The push comes as regulators in Washington intensify scrutiny of decentralized finance platforms. These platforms offer perpetual futures and leveraged trading products without traditional compliance structures. Additionally, industry executives and policymakers are becoming increasingly worried that offshore crypto venues could expose institutional investors to legal and financial risks. This trend could also undermine confidence in regulated U.S. markets.
Hyperliquid Faces Growing Regulatory Attention
Hyperliquid has rapidly emerged as one of the most active decentralized perpetual futures exchanges in crypto markets. The platform has attracted traders seeking high leverage, low fees, and permissionless access to digital asset derivatives.
However, the exchange’s decentralized structure has also sparked concerns among major traditional finance firms. According to market participants familiar with the discussions, executives tied to CME and ICE believe regulators should examine whether platforms like Hyperliquid provide sufficient protection against wash trading and spoofing. Furthermore, they question whether these platforms offer protection against cross-border sanctions violations.
The concerns reflect a broader debate surrounding decentralized exchanges, commonly called DEXs, which operate without centralized intermediaries. Unlike regulated futures exchanges in the United States, many DeFi platforms allow users to trade anonymously through crypto wallets. As a result, compliance and identity verification are more difficult.
Financial regulators worldwide have warned that anonymous blockchain-based trading systems may create opportunities for illicit financing or sanctions evasion if monitoring systems are weak.
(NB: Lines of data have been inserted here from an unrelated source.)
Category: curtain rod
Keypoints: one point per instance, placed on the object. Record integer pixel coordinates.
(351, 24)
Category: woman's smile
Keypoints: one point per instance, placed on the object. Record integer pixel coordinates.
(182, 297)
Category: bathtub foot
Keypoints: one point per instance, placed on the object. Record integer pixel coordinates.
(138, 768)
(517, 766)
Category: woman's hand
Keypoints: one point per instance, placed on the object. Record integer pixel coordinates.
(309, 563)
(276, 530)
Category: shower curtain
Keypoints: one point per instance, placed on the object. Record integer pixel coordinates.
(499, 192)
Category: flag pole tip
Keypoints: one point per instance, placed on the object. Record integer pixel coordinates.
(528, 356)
Moreover, academic research published in recent months has highlighted vulnerabilities tied to decentralized markets and on-chain sanctions enforcement.
Why CME and ICE Are Concerned
For traditional exchanges like CME and ICE, the rise of decentralized perpetual trading platforms represents both a competitive threat and a regulatory challenge.
CME operates one of the world’s largest regulated crypto futures marketplaces, offering Bitcoin and Ethereum derivatives to institutional investors. ICE, the parent company of the New York Stock Exchange, has also expanded its digital asset ambitions through crypto-related infrastructure and clearing services.
Both firms operate under strict U.S. regulatory frameworks that require anti-money laundering controls and customer identification procedures. These frameworks also require surveillance systems and reporting standards. Executives within the regulated derivatives industry argue that decentralized exchanges should face similar oversight if they continue attracting significant trading volumes.
Market analysts say regulators are particularly focused on whether highly leveraged decentralized products could distort broader crypto price discovery. In addition, they worry these products could allow manipulation during periods of market volatility.
The issue has become increasingly important as institutional capital flows deeper into digital assets following the approval of spot Bitcoin ETFs. There is also concern as regulated crypto investment products expand in the United States.
Sanctions Evasion Risks Draw Attention
One of the biggest concerns surrounding decentralized exchanges involves sanctions compliance.
Blockchain researchers and regulators have repeatedly warned that decentralized protocols can sometimes be exploited by sanctioned entities attempting to move funds across borders. While blockchain transactions are publicly visible, identifying the individuals behind wallet addresses remains difficult without strong compliance systems.
Recent academic studies examining blockchain sanctions enforcement found that some sanctioned users managed to move assets before restrictions could be fully enforced. As a result, researchers argued that decentralized transaction ordering systems can create loopholes that sophisticated actors may exploit.
These findings are fueling calls from parts of the traditional financial industry for stricter oversight of decentralized derivatives platforms operating at a global scale.
U.S. Crypto Regulation Enters Critical Phase
The growing scrutiny surrounding Hyperliquid arrives at a pivotal moment for U.S. crypto regulation.
Lawmakers and federal agencies are actively debating how decentralized finance platforms should be supervised, especially as crypto trading volumes continue rising worldwide. In the coming years, regulators are expected to focus heavily on market integrity, customer protection, and anti-money laundering standards throughout 2026.
Industry observers believe the debate could shape the future relationship between decentralized finance and traditional financial institutions.
Supporters of decentralized exchanges argue that open blockchain systems increase transparency and reduce reliance on centralized intermediaries. Critics counter that the absence of robust compliance controls could create systemic risks as institutional adoption accelerates.
For now, the pressure from CME and ICE signals that major Wall Street-backed exchanges want regulators to establish clearer rules. This should happen before decentralized derivatives platforms become even larger players in the global financial system.